A pressure source 78 (also referred to as a pump) can be fluidicly coupled to the tubing string 60. The pressure source 78 can increase pressure P1 in the tubing string 60 and create a pressure differential (P2−P1) across the tool 80 due to the flow restrictor 90. The pressure differential (P2−P1) can cause inflation of the inflatable bladder 84 and a surface 85 of the inflatable bladder 84 can be extended radially outward from the body 82 in response to the inflation. The extended surface 85 can push the tool 80 away from a wall 13 of a main wellbore 12a toward an opposite wall 15 of the main wellbore 12a and divert the tool 80 into a lateral wellbore 12b.

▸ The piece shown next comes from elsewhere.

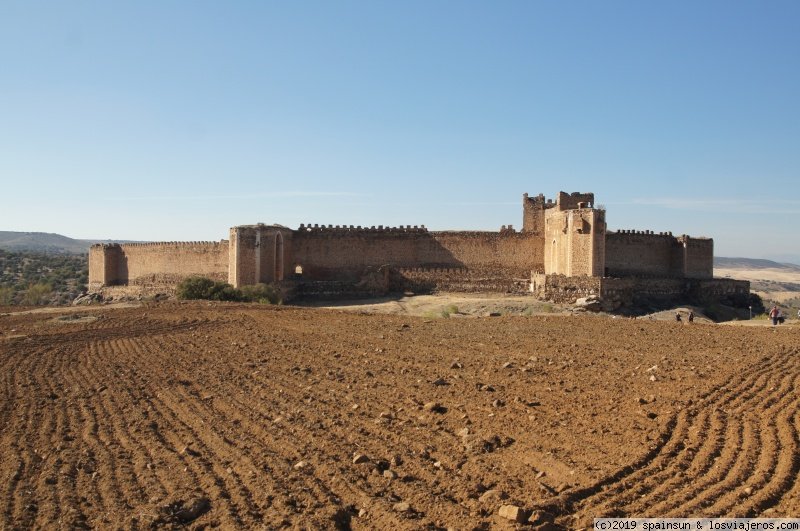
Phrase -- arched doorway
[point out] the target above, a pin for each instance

For any of the foregoing embodiments, the system may include any one of the following elements, alone or in combination with each other:
The system can also include a removable flow restrictor 90 that can be removed by failure of a shear structure 128, disintegration of the flow restrictor 90, dispersion of the flow restrictor 90, degradation of the flow restrictor 90, and combinations thereof. The tool 80 can also include an extendable arm 110, where inflation of the inflatable bladder 84 can radially extend the extendable arm 110, and displace the tool 80 away from the main wellbore 12a wall 13.
Although various embodiments have been shown and described, the disclosure is not limited to such embodiments and will be understood to include all modifications and variations as would be apparent to one skilled in the art. Therefore, it should be understood that the disclosure is not intended to be limited to the particular forms disclosed; rather, the intention is to cover all modifications, equivalents, and alternatives falling within the spirit and scope of the disclosure as defined by the appended claims.